El trofeo, aunque estaba alboreándose en su historia ya era una fiesta, porque los gaditanos lo habían elegido para que deslumbrara como una feria, la que no tienen a la altura de algún pueblo de la provincia. Y habían echado a la calle durante los días de su celebración esa alegría y esa gracia que derraman como un don milagroso que torna la escasez en abundancia, la operación del alma entusiasmada en una alquimia de imaginación y de salero.
Recuerdo que la playa estaba atestada de gente porque desde las primeras horas se habían unido a los gaditanos de la capital los de la provincia que llegaban en autobuses cargados de tiestos: mesas, sillas plegables, cacharros de cocina, alguna fresquera y las hamacas para la señora de la casa, reina de su cansancio por unas horas.
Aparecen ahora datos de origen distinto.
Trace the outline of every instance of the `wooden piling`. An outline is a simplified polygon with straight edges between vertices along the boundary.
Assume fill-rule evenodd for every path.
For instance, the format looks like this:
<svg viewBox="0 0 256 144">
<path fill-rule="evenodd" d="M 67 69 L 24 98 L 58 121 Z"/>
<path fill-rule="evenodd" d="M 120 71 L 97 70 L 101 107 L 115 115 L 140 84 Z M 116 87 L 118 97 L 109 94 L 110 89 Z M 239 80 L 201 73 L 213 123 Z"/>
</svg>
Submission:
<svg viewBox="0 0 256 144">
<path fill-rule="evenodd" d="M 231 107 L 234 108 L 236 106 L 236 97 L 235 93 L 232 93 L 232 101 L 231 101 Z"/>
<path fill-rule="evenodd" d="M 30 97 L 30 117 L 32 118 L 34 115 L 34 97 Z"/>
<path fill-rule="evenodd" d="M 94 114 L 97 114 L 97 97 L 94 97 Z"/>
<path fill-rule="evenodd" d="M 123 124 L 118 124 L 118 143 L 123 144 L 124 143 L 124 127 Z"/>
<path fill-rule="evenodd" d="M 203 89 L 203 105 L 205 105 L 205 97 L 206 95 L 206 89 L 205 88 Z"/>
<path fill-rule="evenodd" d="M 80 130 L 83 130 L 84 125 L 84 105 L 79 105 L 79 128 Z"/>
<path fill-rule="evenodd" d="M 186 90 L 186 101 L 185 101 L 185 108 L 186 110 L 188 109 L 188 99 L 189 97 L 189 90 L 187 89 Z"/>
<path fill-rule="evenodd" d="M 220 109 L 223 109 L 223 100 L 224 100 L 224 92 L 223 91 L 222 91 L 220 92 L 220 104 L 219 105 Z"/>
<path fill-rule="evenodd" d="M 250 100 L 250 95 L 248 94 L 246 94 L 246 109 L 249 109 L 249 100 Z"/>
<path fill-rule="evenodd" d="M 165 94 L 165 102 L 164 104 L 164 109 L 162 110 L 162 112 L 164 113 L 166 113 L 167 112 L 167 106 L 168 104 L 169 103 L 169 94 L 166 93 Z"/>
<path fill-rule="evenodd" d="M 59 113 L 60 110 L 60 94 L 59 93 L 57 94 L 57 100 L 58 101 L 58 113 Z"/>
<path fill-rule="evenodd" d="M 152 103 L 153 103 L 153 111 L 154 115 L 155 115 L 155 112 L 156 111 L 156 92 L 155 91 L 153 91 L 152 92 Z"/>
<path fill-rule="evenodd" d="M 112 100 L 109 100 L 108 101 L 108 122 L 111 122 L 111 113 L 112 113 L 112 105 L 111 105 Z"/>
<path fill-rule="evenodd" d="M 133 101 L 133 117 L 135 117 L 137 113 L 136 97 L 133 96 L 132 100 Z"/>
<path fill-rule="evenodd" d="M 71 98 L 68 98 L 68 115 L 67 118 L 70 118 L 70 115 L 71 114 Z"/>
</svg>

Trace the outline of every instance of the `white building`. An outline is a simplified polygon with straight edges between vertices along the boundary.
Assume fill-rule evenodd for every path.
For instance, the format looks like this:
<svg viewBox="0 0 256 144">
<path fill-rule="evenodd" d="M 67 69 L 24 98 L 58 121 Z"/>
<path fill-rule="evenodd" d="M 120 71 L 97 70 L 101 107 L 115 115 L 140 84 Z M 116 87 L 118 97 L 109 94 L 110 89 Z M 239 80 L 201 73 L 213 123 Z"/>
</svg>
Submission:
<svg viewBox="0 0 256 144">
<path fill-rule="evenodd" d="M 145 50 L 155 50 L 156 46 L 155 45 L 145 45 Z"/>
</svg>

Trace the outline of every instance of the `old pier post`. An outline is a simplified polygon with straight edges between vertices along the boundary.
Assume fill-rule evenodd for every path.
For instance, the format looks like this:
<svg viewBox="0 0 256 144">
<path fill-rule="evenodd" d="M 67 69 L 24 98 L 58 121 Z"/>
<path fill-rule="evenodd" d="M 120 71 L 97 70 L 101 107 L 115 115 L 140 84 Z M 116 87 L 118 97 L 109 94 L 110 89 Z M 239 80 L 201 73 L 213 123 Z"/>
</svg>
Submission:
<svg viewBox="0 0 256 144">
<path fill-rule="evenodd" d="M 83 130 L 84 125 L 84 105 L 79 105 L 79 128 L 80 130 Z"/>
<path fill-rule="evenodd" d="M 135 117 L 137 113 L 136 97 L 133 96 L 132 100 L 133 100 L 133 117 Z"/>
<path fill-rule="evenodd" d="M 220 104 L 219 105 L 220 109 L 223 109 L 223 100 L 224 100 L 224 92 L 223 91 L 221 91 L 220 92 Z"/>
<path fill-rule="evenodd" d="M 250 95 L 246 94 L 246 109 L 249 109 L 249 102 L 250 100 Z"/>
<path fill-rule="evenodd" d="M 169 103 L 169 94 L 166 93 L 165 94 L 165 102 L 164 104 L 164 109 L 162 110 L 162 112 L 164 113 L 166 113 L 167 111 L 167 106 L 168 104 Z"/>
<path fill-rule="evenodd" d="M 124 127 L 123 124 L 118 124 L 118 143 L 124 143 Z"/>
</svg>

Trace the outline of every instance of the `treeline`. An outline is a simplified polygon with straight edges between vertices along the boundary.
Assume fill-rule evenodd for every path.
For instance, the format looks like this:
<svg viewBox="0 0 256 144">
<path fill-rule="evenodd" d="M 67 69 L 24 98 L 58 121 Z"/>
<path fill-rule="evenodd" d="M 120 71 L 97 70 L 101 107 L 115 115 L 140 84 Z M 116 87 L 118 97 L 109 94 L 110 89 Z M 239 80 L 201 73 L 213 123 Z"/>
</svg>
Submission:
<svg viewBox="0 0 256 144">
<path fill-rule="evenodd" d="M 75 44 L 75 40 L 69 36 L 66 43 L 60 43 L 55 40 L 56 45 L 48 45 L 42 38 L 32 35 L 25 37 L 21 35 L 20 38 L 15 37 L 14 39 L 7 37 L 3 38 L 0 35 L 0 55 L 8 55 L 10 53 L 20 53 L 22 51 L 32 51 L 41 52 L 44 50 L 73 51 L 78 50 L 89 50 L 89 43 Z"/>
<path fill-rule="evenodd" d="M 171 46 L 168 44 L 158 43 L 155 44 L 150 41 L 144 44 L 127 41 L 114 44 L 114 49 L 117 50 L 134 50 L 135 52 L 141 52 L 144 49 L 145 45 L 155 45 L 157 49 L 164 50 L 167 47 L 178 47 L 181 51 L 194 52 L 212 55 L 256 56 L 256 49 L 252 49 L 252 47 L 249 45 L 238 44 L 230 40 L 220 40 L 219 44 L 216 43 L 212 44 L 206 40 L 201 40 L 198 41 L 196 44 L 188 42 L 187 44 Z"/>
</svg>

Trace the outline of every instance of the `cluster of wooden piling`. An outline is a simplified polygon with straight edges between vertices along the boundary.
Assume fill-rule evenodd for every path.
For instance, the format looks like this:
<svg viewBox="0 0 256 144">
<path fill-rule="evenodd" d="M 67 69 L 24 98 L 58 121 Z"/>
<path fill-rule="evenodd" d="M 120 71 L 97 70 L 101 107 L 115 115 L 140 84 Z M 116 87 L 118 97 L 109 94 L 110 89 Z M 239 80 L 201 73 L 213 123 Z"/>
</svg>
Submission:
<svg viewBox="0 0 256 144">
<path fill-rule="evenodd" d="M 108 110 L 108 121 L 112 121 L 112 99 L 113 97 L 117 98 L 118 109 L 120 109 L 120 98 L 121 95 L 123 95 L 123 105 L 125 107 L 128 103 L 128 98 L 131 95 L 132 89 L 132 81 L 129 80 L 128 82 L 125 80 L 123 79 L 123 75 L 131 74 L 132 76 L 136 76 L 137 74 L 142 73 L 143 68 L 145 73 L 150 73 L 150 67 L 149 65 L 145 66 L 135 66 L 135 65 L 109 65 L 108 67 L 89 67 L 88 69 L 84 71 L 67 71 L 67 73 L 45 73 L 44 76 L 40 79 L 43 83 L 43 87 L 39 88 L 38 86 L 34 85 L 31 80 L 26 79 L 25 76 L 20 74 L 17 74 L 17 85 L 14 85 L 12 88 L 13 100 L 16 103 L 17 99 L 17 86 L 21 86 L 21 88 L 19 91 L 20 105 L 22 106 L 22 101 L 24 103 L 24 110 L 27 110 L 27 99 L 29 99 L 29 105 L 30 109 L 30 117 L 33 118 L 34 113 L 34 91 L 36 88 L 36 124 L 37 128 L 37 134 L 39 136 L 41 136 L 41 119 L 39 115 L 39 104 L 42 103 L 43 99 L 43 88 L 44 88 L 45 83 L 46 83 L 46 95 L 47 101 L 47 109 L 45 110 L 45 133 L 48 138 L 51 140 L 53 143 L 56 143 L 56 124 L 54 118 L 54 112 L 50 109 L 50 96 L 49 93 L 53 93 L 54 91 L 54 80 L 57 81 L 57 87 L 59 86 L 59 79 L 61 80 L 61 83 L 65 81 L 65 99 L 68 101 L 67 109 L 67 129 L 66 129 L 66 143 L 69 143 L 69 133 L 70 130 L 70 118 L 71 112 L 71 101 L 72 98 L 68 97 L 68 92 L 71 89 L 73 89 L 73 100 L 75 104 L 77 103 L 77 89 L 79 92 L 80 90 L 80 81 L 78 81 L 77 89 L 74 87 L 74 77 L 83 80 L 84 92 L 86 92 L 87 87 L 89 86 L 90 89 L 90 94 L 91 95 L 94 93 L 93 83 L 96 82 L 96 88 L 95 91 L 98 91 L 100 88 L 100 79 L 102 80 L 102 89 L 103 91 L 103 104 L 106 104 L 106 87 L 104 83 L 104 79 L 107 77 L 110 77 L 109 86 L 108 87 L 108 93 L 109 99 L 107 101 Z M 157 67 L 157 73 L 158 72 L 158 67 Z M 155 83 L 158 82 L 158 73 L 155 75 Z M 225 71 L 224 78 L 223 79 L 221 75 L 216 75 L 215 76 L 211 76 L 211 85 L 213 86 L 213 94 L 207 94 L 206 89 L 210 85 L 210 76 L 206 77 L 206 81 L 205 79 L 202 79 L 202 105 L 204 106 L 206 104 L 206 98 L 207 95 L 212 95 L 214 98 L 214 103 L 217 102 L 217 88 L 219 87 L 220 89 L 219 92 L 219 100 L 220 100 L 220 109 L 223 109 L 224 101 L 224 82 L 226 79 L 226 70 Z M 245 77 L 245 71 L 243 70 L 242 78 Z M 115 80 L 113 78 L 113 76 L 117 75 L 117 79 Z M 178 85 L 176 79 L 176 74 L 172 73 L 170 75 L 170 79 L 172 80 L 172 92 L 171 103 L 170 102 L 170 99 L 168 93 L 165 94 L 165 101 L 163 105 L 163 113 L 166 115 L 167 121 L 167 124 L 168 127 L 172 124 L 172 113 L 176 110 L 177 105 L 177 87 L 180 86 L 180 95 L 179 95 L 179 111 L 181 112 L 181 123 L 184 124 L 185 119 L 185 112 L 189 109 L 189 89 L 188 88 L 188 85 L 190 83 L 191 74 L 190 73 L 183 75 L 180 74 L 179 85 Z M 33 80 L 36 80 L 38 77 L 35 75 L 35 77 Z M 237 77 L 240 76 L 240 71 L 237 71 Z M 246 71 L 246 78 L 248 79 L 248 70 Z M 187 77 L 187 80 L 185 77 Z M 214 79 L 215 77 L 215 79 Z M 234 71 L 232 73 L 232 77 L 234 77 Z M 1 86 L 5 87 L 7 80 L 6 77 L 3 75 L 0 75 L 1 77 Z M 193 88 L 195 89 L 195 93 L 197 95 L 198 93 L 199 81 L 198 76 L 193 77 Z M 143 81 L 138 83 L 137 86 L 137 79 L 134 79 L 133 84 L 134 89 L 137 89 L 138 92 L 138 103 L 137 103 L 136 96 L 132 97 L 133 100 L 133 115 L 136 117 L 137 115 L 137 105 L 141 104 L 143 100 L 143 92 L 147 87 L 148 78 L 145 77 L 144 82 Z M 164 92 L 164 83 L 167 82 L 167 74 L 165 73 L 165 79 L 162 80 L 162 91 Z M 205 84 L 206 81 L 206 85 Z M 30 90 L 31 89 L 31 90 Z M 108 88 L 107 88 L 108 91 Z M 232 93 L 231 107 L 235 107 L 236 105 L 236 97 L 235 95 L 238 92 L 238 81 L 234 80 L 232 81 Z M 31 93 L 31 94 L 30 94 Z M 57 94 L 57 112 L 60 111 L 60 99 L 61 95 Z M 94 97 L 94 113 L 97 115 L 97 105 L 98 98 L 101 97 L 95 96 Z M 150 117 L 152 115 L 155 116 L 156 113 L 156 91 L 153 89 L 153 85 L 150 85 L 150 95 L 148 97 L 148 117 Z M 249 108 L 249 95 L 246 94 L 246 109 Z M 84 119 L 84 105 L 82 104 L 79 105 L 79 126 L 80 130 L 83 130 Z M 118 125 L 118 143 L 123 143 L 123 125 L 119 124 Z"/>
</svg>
Y recuerdo que muchos se habían quedado a dormir en ella como si estuvieran esperando que alguien abriera la taquilla del sol para no quedarse sin entrada a su espectáculo del mundo iluminándose.
Había bares con terrazas espaciadamente y multitud de casetas pintadas a rayas rojas y blancas, como la camiseta del Atlético de Bilbao. Y vendedores que pregonaban la rica patata, la boca de La Isla, los camarones como gambas infantes y la cerveza fría, y la cocacola, vagamente familia del regaliz. La playa, en fin, como un imán que atrapaba todo el domingo con su libertad y su pereza.
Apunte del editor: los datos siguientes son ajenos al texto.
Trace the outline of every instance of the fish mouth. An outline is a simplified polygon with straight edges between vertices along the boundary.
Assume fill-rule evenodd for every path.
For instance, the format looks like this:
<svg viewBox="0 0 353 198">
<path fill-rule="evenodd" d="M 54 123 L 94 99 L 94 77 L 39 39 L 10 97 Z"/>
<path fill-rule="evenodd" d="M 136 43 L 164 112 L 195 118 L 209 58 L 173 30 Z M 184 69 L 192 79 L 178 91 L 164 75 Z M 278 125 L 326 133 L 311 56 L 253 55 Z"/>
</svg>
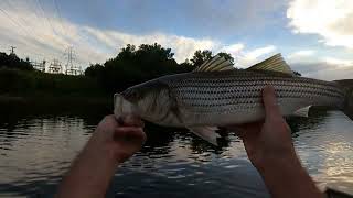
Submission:
<svg viewBox="0 0 353 198">
<path fill-rule="evenodd" d="M 126 100 L 121 94 L 114 95 L 114 116 L 116 119 L 127 114 L 137 114 L 136 107 L 130 101 Z"/>
</svg>

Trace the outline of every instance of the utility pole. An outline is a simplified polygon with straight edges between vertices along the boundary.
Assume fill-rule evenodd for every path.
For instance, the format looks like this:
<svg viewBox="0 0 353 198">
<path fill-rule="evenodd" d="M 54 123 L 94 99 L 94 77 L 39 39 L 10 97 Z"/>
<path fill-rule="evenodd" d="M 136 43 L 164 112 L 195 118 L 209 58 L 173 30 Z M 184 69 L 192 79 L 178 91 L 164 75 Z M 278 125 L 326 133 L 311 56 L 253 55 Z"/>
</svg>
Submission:
<svg viewBox="0 0 353 198">
<path fill-rule="evenodd" d="M 42 73 L 45 72 L 45 59 L 43 59 L 43 62 L 31 62 L 31 64 L 33 65 L 33 67 Z"/>
<path fill-rule="evenodd" d="M 66 75 L 81 75 L 81 66 L 75 66 L 73 61 L 75 59 L 75 54 L 73 47 L 68 47 L 65 51 L 65 56 L 66 56 Z"/>
<path fill-rule="evenodd" d="M 52 74 L 58 74 L 58 73 L 63 72 L 62 64 L 57 59 L 53 59 L 53 62 L 49 66 L 47 72 L 52 73 Z"/>
<path fill-rule="evenodd" d="M 10 46 L 10 47 L 11 47 L 11 50 L 10 50 L 11 54 L 14 54 L 15 47 L 14 46 Z"/>
</svg>

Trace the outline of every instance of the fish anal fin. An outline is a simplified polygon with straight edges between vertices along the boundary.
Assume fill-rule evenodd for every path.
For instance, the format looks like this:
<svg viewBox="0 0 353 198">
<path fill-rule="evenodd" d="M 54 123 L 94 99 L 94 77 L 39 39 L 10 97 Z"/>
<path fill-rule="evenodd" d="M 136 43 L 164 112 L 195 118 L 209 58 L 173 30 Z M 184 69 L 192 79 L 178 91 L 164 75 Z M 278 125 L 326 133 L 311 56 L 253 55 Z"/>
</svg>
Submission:
<svg viewBox="0 0 353 198">
<path fill-rule="evenodd" d="M 213 145 L 218 145 L 217 144 L 217 139 L 221 138 L 216 131 L 218 130 L 217 127 L 190 127 L 188 128 L 192 133 L 196 134 L 201 139 L 210 142 Z"/>
<path fill-rule="evenodd" d="M 276 54 L 258 64 L 247 68 L 248 70 L 271 70 L 293 75 L 289 65 L 285 62 L 281 54 Z"/>
<path fill-rule="evenodd" d="M 310 108 L 311 106 L 307 106 L 301 109 L 298 109 L 297 111 L 295 111 L 293 116 L 308 118 Z"/>
<path fill-rule="evenodd" d="M 206 61 L 193 72 L 217 72 L 217 70 L 232 70 L 234 69 L 233 63 L 220 55 L 212 59 Z"/>
</svg>

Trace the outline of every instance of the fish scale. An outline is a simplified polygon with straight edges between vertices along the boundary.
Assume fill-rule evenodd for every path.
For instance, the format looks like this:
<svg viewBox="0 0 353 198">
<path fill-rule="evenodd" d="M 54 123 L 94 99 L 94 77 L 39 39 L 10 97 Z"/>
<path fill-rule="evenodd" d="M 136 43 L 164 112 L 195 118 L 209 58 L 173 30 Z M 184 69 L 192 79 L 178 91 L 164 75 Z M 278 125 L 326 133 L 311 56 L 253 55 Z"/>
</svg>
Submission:
<svg viewBox="0 0 353 198">
<path fill-rule="evenodd" d="M 215 72 L 188 74 L 189 76 L 184 76 L 184 79 L 178 76 L 165 82 L 172 91 L 176 92 L 175 96 L 180 105 L 194 107 L 193 109 L 195 110 L 196 107 L 214 108 L 255 101 L 260 103 L 260 90 L 266 85 L 272 85 L 279 98 L 306 98 L 313 100 L 314 105 L 327 106 L 339 103 L 344 98 L 344 94 L 335 82 L 285 75 L 282 77 L 270 78 L 261 74 L 254 77 L 257 74 L 248 70 L 236 70 L 237 75 L 222 73 L 224 74 L 220 75 L 215 74 Z M 270 73 L 267 74 L 271 75 Z M 216 79 L 214 78 L 215 76 L 217 76 Z M 246 80 L 246 77 L 249 76 L 252 77 Z"/>
<path fill-rule="evenodd" d="M 216 144 L 214 127 L 265 118 L 261 90 L 268 85 L 276 89 L 282 116 L 308 116 L 311 106 L 346 108 L 346 114 L 352 110 L 353 89 L 346 84 L 293 76 L 277 54 L 247 69 L 234 69 L 216 56 L 192 73 L 132 86 L 115 96 L 115 116 L 135 113 L 160 125 L 186 127 Z"/>
</svg>

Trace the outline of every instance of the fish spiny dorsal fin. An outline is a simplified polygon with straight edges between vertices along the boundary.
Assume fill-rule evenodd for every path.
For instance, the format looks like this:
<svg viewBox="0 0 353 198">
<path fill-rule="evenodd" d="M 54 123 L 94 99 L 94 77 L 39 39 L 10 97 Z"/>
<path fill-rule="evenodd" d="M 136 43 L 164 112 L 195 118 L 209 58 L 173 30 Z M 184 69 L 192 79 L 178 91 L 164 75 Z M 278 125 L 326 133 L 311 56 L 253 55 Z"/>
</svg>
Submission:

Sería imposible olvidar la tortilla de patata con arena, los pimientos fritos fríos, la modestia llena de colores de la piriñaca, las sombrillas polícromas como flores gigantes, la dentadura de agua de las olas, el hondo azul multiplicándose hasta perderse. Sería imposible arrancármelo de dentro si lo precisase. Imposible como un hombre que no hubiera tenido infancia.
A esa luz me ata, a aquella que en la memoria gana por goleada al resultado del equipo. Ya no sé quién venció, si el Madrid o el Barcelona, mi padre o mis tíos, forofos de uno o de otro. Pero sé que el trofeo me lo llevé yo a casa. Y a este lugar mío de lejanía donde a veces se reúnen las sonrisas.